U.K. lawyers enjoy certain benefits related to EU membership, such as protection from disclosing their legal advice to clients in the event of a European Commission antitrust investigation. Their right to represent clients in EU courts also would be at stake in the event of a British exit, or “Brexit.”
The possibility of losing these benefits has jolted dozens of lawyers to sign up in Ireland ahead of the referendum on Thursday.
Ken Murphy, director-general of the Law Society of Ireland, said a record 186 U.K. lawyers had registered there this year, with dozens more applications under way. “There’s been an unmistakable surge,” he said, adding that a large majority cited the risk of a Brexit as the main trigger for their registration. By comparison, 101 U.K. lawyers were admitted in 2015, and just 51 in 2014.
“Ireland is the most obvious choice for U.K. lawyers, due to the relatively simple rules for admission to the roll of solicitors that the Law Society of Ireland operates for English solicitors,” said Becket McGrath, a partner specializing in competition law at London law firm Cooley LLP. Mr.

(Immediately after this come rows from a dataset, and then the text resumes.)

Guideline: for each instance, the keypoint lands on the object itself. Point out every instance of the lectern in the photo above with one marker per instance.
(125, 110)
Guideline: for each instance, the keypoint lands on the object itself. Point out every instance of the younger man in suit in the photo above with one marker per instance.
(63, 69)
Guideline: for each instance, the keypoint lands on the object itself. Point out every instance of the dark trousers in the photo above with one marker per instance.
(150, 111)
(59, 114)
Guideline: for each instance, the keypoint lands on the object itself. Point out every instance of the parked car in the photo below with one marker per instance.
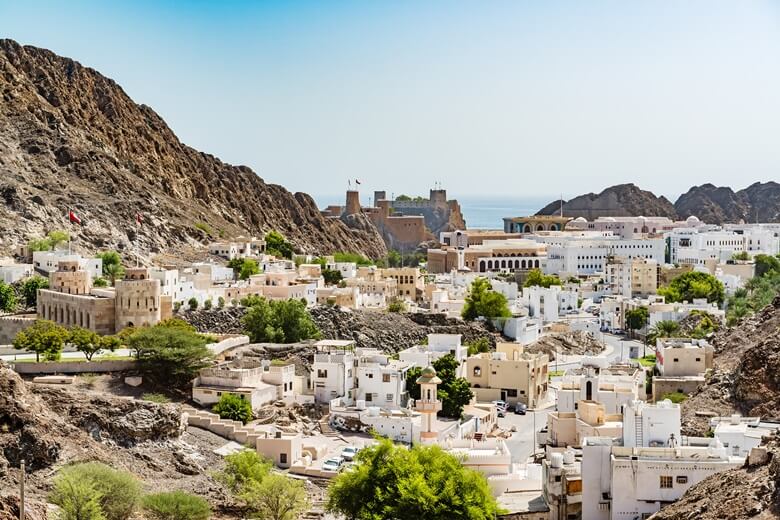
(500, 408)
(333, 464)
(349, 452)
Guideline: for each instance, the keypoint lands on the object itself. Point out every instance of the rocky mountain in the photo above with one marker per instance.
(617, 201)
(745, 375)
(758, 202)
(72, 139)
(712, 204)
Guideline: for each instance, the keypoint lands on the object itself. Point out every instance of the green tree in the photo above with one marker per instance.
(87, 342)
(331, 276)
(535, 277)
(766, 264)
(112, 265)
(77, 499)
(391, 481)
(243, 467)
(170, 355)
(176, 505)
(636, 319)
(233, 407)
(691, 285)
(454, 392)
(30, 288)
(277, 245)
(248, 268)
(276, 497)
(43, 337)
(483, 301)
(118, 492)
(7, 298)
(283, 321)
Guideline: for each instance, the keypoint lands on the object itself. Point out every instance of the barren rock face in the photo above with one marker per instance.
(71, 138)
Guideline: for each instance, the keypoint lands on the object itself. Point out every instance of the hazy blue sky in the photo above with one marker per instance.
(508, 98)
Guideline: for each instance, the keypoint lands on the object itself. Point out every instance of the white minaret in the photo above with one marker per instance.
(428, 405)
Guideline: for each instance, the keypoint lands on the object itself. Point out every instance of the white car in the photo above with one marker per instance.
(349, 452)
(332, 464)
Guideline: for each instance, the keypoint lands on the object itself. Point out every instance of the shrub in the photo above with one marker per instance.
(234, 407)
(176, 505)
(117, 492)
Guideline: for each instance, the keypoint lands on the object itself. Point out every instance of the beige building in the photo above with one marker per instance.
(509, 374)
(72, 301)
(590, 419)
(409, 280)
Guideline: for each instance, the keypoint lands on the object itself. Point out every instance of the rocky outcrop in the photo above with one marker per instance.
(749, 492)
(71, 138)
(617, 201)
(758, 202)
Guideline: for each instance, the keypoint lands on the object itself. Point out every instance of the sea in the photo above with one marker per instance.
(480, 212)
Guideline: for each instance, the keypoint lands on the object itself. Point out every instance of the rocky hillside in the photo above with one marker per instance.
(758, 202)
(712, 204)
(71, 138)
(750, 492)
(746, 377)
(51, 426)
(617, 201)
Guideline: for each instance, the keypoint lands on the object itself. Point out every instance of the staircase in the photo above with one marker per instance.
(639, 434)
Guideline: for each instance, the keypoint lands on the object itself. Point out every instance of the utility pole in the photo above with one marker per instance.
(21, 491)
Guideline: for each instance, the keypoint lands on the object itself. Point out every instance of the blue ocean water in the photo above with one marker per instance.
(480, 212)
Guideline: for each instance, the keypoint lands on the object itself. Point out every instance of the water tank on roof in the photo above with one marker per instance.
(556, 460)
(568, 456)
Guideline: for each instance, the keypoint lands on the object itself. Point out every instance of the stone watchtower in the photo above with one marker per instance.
(428, 404)
(137, 299)
(353, 203)
(70, 278)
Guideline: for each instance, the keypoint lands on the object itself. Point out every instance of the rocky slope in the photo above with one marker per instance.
(51, 426)
(71, 138)
(712, 204)
(749, 492)
(758, 202)
(746, 376)
(386, 331)
(616, 201)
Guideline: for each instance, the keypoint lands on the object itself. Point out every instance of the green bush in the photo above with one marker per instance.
(233, 407)
(176, 505)
(80, 486)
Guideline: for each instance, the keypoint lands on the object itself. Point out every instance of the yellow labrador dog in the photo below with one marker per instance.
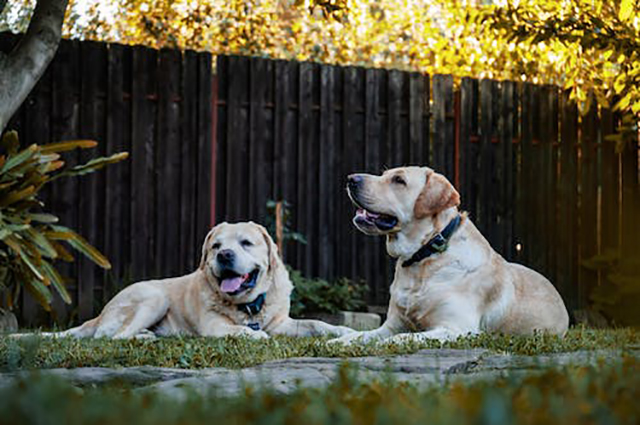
(448, 280)
(241, 288)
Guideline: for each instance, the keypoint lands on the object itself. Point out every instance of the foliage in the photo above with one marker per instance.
(30, 238)
(320, 296)
(583, 45)
(288, 234)
(234, 352)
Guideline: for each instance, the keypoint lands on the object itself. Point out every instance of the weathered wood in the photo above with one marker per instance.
(443, 131)
(203, 202)
(190, 241)
(588, 233)
(326, 219)
(93, 80)
(168, 164)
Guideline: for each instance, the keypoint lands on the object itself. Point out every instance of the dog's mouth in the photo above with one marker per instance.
(233, 283)
(368, 218)
(383, 222)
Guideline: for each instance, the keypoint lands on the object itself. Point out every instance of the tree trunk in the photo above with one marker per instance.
(21, 69)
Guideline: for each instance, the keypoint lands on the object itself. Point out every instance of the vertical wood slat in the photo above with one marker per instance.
(203, 203)
(91, 126)
(588, 234)
(371, 162)
(326, 172)
(568, 206)
(117, 224)
(305, 218)
(65, 69)
(190, 241)
(509, 113)
(143, 135)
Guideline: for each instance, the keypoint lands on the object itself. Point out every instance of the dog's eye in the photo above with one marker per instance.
(399, 180)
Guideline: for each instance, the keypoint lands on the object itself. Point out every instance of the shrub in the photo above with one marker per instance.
(30, 238)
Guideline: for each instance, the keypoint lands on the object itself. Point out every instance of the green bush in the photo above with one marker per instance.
(30, 238)
(320, 296)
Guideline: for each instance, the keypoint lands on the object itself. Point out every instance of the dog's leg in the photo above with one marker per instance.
(233, 330)
(439, 334)
(124, 322)
(293, 327)
(390, 327)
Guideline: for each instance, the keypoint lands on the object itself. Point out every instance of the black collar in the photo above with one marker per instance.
(254, 306)
(438, 243)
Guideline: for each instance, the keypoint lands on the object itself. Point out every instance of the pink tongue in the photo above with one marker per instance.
(233, 284)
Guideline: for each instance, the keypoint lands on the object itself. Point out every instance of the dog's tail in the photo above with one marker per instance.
(86, 330)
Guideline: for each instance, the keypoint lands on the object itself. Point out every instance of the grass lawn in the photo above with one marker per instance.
(195, 353)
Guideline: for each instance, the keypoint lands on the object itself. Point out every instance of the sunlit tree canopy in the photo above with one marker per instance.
(584, 45)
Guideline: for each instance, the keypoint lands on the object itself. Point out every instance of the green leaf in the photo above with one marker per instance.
(81, 245)
(93, 165)
(56, 281)
(40, 292)
(68, 145)
(19, 158)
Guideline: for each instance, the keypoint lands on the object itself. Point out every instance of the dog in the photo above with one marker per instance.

McGrath said that while he hadn’t yet sought admission to practice in Ireland, he would do so if the U.K. voted to exit the EU on Thursday.
To register in Ireland, lawyers in England, Wales and Northern Ireland must produce proof of good standing and three character references, and pay a €300 ($ 340) fee. They then must pay an annual fee of €2,500 for the certificate that lets them practice in Ireland. The process is more complicated for lawyers in Scotland, due to its distinctive legal system.
Among those registering lawyers in Ireland ahead of the referendum are some of London’s biggest law firms, including Freshfields Bruckhaus Deringer LLP, Slaughter and May, Clifford Chance LLP and Hogan Lovells International LLP. A spokeswoman for Allen & Overy LLP said a small number of lawyers there had applied for admission in Ireland, though it wasn’t a firmwide initiative.
Still, anyone hoping for an influx of top law firms into Dublin will be disappointed: Lawyers who register in Ireland don’t relinquish their right to practice in the U.K. Mr. Murphy said the majority of U.K.-based lawyers completing the process didn’t intend to set up a physical presence in Ireland.
The current arrangement between Ireland and the rest of the U.K., bar Scotland, is mutually beneficial for other reasons. When demand for legal work in Ireland declined following the 2008 financial crisis, lawyers there moved to firms in England and Wales with relative ease, Mr. Murphy said.
And while the Irish arrangement makes it straightforward for lawyers here to preserve their legal benefits in the event of a Brexit, the broader consequences of a leave vote could be more difficult to address, according to Stephen Kinsella, a member of the campaign group Lawyers-In for Britain and a partner at Sidley Austin LLP.
“Many law firms in London are only the size they are because London is a financial center,” he said, referring to the large amount of work carried out by law firms for banking and other financial clients. “Even if there’s a relatively modest downscaling [of financial services], that’s going to have a major impact.”